Read Olympos Page 33

The sonie was visible about a mile away. It had come out through the clouds smoothly enough, circling around from the southwest, but suddenly it wobbled, dived, righted itself, then wobbled again, suddenly diving steeply toward earth just beyond the stockade on the south lawn. The silvery disk pulled up at the last minute, actually struck the top of the wooden palisade—making three guards there throw themselves to the ground to avoid the machine—and then it plowed into the frozen ground, bounced thirty feet, hit again, threw sod high into the air, bounced once more, and slid to a halt, plowing a shallow furrow into the rising lawn.

  Ada led the rush from the front porch as everyone ran to the downed machine. Daeman reached it just seconds after Ada.

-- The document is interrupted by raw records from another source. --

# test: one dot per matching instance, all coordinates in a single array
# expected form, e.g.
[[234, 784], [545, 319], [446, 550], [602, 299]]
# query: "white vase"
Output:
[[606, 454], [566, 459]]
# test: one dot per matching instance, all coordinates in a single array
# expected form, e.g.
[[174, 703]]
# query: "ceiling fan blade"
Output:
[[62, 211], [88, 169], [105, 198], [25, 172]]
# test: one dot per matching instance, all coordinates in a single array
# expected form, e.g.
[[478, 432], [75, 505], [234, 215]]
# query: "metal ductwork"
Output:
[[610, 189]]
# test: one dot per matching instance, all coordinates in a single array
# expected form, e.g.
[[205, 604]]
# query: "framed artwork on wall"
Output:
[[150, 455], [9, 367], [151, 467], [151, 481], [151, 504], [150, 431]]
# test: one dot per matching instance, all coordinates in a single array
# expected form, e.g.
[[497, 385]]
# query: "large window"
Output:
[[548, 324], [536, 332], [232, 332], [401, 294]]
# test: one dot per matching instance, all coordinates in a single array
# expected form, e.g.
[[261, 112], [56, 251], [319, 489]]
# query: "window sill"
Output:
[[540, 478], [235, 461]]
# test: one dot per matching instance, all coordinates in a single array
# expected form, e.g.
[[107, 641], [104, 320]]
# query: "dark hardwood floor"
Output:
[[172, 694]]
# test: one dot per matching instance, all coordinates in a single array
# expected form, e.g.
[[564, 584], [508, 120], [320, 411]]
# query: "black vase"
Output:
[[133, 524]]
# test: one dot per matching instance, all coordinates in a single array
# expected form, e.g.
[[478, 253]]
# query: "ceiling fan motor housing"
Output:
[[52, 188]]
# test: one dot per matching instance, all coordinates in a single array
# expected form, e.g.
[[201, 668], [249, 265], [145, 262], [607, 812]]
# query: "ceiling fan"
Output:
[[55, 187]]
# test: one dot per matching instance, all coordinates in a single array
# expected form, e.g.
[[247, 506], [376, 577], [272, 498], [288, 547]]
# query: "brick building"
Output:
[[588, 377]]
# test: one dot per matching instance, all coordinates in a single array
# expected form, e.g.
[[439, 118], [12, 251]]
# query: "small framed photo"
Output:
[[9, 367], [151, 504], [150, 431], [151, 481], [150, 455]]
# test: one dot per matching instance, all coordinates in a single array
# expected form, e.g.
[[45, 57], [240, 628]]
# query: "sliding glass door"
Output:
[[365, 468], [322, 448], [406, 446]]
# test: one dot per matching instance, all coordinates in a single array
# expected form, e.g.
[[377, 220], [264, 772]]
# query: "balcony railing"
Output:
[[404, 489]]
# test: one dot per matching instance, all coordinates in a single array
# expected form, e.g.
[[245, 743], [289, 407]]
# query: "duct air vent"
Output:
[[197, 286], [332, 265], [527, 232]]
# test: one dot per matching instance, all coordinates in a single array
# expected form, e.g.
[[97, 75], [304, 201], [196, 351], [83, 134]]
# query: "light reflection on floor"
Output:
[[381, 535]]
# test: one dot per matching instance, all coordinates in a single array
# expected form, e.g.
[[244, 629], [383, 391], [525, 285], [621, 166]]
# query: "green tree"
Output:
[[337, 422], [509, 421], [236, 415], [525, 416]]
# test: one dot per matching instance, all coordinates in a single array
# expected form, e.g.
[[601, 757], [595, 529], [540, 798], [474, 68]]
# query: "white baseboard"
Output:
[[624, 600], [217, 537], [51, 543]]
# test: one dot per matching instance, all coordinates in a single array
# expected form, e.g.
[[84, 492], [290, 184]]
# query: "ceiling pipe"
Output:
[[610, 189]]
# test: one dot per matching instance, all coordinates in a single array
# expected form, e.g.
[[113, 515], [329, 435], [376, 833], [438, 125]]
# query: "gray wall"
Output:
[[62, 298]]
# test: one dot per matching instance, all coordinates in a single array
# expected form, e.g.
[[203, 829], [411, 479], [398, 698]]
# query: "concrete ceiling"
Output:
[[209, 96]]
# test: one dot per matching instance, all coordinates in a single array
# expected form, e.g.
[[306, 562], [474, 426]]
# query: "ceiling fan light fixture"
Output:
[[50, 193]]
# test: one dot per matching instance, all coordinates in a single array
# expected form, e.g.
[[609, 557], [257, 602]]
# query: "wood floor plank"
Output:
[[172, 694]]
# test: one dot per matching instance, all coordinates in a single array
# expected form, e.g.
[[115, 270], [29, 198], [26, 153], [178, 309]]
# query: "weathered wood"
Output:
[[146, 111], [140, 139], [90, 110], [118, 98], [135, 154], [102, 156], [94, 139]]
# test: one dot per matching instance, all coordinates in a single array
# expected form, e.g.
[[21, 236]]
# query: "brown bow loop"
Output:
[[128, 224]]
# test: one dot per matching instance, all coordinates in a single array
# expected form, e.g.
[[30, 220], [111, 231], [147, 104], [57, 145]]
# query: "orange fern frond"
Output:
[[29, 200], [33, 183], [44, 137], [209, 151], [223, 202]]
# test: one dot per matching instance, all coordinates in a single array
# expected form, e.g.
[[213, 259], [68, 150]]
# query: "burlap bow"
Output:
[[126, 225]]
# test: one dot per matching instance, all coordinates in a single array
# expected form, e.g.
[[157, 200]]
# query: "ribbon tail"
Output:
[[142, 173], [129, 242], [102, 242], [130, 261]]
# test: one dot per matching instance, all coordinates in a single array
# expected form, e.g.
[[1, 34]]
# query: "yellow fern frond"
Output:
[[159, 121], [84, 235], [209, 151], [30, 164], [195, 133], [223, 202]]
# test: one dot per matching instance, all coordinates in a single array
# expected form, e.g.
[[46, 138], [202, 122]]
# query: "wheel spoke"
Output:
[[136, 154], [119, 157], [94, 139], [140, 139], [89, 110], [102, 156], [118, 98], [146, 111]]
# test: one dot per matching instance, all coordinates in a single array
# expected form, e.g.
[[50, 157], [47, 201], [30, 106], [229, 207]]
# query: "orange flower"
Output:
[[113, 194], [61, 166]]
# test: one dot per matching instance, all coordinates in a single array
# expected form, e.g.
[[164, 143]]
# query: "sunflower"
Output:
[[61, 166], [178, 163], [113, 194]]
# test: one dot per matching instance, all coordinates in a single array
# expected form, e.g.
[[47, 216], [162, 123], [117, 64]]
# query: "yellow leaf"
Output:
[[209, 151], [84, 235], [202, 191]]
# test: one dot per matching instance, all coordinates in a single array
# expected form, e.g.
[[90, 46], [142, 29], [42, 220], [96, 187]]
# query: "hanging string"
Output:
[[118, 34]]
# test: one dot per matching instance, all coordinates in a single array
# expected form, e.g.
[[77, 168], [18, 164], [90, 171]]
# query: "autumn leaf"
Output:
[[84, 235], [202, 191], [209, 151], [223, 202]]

  Petyr was the only person in the machine. He lay stunned and bleeding in the forward-center position. The other five cushioned passenger niches were filled with…guns. Daeman recognized variations on the flechette rifles that Odysseus had brought back, but also handguns and other weapons he’d never seen before.

  They helped Petyr out of the sonie. Ada tore a clean strip of cloth from her tunic and pressed it against the young man’s bleeding forehead.

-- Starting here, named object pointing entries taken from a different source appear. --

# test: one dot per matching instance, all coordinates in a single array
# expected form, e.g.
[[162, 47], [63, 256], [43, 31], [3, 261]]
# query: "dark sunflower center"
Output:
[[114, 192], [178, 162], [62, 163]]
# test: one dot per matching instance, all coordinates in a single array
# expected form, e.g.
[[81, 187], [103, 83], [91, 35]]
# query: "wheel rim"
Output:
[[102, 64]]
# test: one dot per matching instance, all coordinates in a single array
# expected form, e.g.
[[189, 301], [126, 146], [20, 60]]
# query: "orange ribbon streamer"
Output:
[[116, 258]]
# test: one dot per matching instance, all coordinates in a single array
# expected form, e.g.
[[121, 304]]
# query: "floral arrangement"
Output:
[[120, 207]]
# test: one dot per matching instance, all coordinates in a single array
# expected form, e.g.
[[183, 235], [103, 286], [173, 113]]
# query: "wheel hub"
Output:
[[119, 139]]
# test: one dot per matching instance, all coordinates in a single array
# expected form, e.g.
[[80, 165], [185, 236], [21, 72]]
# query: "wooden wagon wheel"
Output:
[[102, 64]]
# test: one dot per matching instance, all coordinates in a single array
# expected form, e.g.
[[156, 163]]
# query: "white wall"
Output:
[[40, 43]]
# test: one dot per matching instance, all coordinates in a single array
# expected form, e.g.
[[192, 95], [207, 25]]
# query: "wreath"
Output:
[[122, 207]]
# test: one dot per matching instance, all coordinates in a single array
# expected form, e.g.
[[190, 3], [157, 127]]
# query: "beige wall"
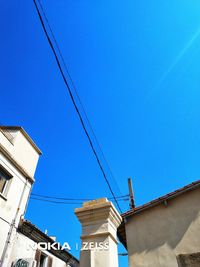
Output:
[[14, 201], [24, 249], [156, 236]]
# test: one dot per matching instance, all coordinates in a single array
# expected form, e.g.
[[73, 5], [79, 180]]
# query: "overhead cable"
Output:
[[75, 105]]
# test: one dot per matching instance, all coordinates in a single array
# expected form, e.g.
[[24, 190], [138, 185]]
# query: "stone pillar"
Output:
[[100, 221]]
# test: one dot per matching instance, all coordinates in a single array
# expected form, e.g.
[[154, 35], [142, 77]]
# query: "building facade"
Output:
[[18, 238], [164, 232]]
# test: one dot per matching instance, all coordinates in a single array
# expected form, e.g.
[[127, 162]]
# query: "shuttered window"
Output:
[[189, 260], [50, 262], [43, 260], [4, 178]]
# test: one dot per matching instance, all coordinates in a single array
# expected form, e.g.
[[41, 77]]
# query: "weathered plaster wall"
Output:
[[156, 236]]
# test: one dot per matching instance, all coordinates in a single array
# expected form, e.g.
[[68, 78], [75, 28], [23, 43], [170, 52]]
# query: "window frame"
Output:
[[4, 192]]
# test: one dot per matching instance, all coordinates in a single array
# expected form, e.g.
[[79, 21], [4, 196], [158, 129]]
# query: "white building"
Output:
[[164, 232], [18, 238]]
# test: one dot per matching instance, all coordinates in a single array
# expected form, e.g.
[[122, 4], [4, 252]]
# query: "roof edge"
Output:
[[21, 129], [190, 187]]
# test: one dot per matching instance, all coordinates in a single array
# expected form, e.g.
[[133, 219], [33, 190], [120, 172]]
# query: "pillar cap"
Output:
[[98, 210]]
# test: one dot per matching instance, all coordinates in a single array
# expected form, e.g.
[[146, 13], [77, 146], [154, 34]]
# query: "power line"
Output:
[[76, 92], [56, 202], [125, 197], [75, 105]]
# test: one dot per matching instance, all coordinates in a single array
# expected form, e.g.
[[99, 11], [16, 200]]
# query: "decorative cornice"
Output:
[[16, 164]]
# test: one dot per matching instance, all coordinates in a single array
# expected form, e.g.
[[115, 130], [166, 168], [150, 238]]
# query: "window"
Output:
[[189, 260], [43, 260], [4, 179]]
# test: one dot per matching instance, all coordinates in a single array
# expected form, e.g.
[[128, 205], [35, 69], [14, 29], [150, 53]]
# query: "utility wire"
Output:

  “I hit my head when the forcefield went off…” said Petyr. “Stupid. I should have let it land itself…I said ‘manual’ when it came off autopilot just after it came out of the clouds…thought I knew how to fly it…didn’t.”

  “Hush,” said Ada. Tom, Siris, and others helped support the wobbly man. “Tell us about it when we get you in the house, Petyr. You guards…back to your posts, please. The rest of you, back to whatever you were doing. Loes, perhaps you and some of the men could bring in those weapons and ammunition magazines. There may be more in the sonie’s storage compartments. Put everything in the main hall. Thank you.”

  In the parlor of Ardis Hall, Siris and Tom brought disinfectant and bandages while Petyr told his story to at least thirty people.

  He described the Golden Gate under voynix siege and the meeting with Ariel. “Then the bubble went dark for several minutes, the glass gone opaque to sunlight, and when the buckyglas became transparent again, Harman was gone.”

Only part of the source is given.